Love in Hard Places is the companion book to Carson’s The Difficult Doctrine of the Love of God. In the former book, as the title suggests, God’s essential nature of love and His love for humanity is analyzed. In this book it is the love of believers for God and one another that is at issue. Carson does not attempt a full discourse on Christian love; rather he focuses on those times when it is most difficult to love.

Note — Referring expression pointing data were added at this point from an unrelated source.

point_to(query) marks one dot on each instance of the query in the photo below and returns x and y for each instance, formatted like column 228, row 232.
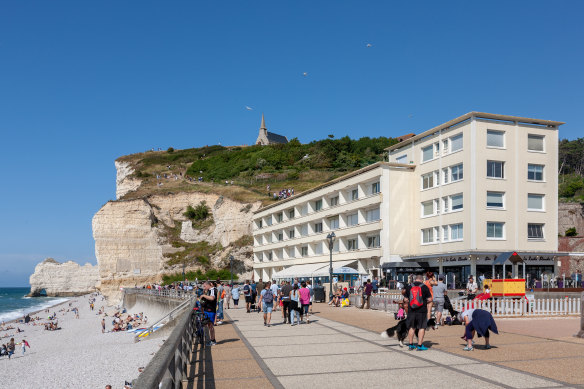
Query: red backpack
column 416, row 300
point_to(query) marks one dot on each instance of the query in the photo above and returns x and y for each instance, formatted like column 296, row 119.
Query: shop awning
column 339, row 267
column 304, row 270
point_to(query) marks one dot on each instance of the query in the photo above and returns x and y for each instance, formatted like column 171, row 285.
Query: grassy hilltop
column 252, row 168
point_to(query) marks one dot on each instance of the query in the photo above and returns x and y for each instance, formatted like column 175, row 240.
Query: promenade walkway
column 328, row 353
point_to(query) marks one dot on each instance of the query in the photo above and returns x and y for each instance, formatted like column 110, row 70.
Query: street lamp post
column 231, row 268
column 331, row 238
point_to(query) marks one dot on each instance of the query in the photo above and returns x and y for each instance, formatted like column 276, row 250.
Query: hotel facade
column 451, row 200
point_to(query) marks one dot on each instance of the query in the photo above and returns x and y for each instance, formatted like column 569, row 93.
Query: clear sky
column 82, row 83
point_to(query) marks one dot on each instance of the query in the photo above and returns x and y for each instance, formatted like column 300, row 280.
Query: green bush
column 571, row 232
column 200, row 212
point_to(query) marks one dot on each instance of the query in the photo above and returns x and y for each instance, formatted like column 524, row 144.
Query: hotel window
column 427, row 153
column 495, row 230
column 495, row 169
column 318, row 205
column 352, row 244
column 535, row 142
column 495, row 199
column 428, row 235
column 318, row 248
column 534, row 202
column 445, row 176
column 456, row 201
column 534, row 231
column 334, row 223
column 334, row 201
column 456, row 172
column 534, row 172
column 352, row 219
column 456, row 143
column 428, row 208
column 495, row 139
column 428, row 180
column 456, row 232
column 372, row 215
column 373, row 241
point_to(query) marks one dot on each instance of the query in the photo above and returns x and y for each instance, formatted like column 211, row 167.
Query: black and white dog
column 401, row 330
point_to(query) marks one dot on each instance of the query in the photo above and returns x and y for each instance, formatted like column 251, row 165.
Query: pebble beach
column 78, row 355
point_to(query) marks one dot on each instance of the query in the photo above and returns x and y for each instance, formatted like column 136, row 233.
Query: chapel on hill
column 269, row 138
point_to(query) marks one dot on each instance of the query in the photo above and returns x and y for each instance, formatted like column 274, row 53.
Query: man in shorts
column 419, row 300
column 267, row 297
column 439, row 292
column 209, row 303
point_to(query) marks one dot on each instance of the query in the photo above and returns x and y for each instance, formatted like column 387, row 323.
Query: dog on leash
column 401, row 330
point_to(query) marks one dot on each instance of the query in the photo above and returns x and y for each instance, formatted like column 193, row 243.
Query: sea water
column 14, row 303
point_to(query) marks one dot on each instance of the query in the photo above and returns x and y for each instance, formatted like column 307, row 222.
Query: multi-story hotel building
column 450, row 199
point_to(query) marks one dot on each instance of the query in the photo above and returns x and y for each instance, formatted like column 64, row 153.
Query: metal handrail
column 168, row 366
column 168, row 317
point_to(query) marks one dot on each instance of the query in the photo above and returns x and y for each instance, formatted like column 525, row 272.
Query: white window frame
column 494, row 206
column 535, row 225
column 496, row 132
column 542, row 137
column 542, row 197
column 536, row 165
column 502, row 170
column 502, row 237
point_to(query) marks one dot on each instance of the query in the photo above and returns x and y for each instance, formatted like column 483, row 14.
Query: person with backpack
column 419, row 301
column 267, row 298
column 247, row 293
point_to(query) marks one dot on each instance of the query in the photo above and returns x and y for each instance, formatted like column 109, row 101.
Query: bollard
column 581, row 333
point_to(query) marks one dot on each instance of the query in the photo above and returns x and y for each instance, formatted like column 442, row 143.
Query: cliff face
column 63, row 279
column 131, row 237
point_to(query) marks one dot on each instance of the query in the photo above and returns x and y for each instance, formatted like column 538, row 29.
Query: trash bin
column 319, row 294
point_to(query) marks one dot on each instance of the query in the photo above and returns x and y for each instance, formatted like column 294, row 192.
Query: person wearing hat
column 477, row 321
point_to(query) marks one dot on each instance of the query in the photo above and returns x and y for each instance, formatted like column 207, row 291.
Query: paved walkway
column 327, row 353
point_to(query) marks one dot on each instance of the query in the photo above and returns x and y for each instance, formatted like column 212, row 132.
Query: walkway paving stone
column 328, row 353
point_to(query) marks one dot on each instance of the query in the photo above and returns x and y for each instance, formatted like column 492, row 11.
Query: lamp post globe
column 331, row 238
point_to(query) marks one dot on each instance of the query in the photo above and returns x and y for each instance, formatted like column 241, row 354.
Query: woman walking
column 294, row 305
column 479, row 321
column 304, row 301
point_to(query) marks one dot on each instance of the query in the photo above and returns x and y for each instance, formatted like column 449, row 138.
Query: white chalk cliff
column 63, row 279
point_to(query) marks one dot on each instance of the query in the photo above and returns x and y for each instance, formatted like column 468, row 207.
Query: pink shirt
column 304, row 296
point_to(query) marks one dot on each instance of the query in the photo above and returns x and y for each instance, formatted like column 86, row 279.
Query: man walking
column 285, row 297
column 439, row 292
column 367, row 294
column 419, row 300
column 209, row 303
column 267, row 298
column 247, row 293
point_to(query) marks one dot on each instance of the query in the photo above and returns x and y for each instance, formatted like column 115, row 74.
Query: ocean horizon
column 14, row 303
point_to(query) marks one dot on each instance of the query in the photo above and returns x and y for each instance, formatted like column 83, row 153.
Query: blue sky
column 82, row 83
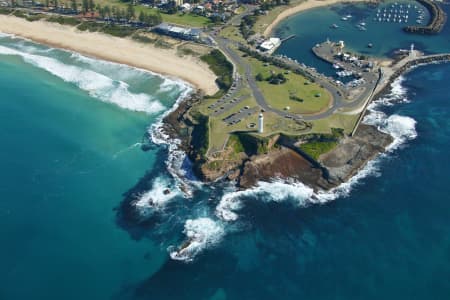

As usual, Carson is thorough, exact, thought provoking and interesting. He attempts to interact with difficult subjects in the light of contextually understood Scripture, without reducing the answers to simple slogans. Often, he concludes, the biblical answers are multifaceted. For example, Carson rejects the idea of various kinds of love and substitutes various “flavors” of love. More frustrating was the beginning of several lines of reasoning on complicated issues, only to abandon the discussion claiming that more thought needs to be given but that he neither had the time nor desire to provide that thought, at least not at this time.
Nevertheless, this is a fine book that helps clarify and crystallize many love-related matters. Carson distinguishes between popular sentimental love and biblical love. He gives excellent and detailed study to passages of Scripture such as Matthew 5:17-20, Romans 12:20, Galatians 2:11-21 and Revelation 2:1-7.
About one-fourth of the book takes up two rather unexpected topics: racism and terrorism. While not what I was expecting, and in some ways a bit disjointed from the rest of the discussion, I found this section both well reasoned and worth the effort to consider.
Carson remains near the top of my list of ‘must read’ authors.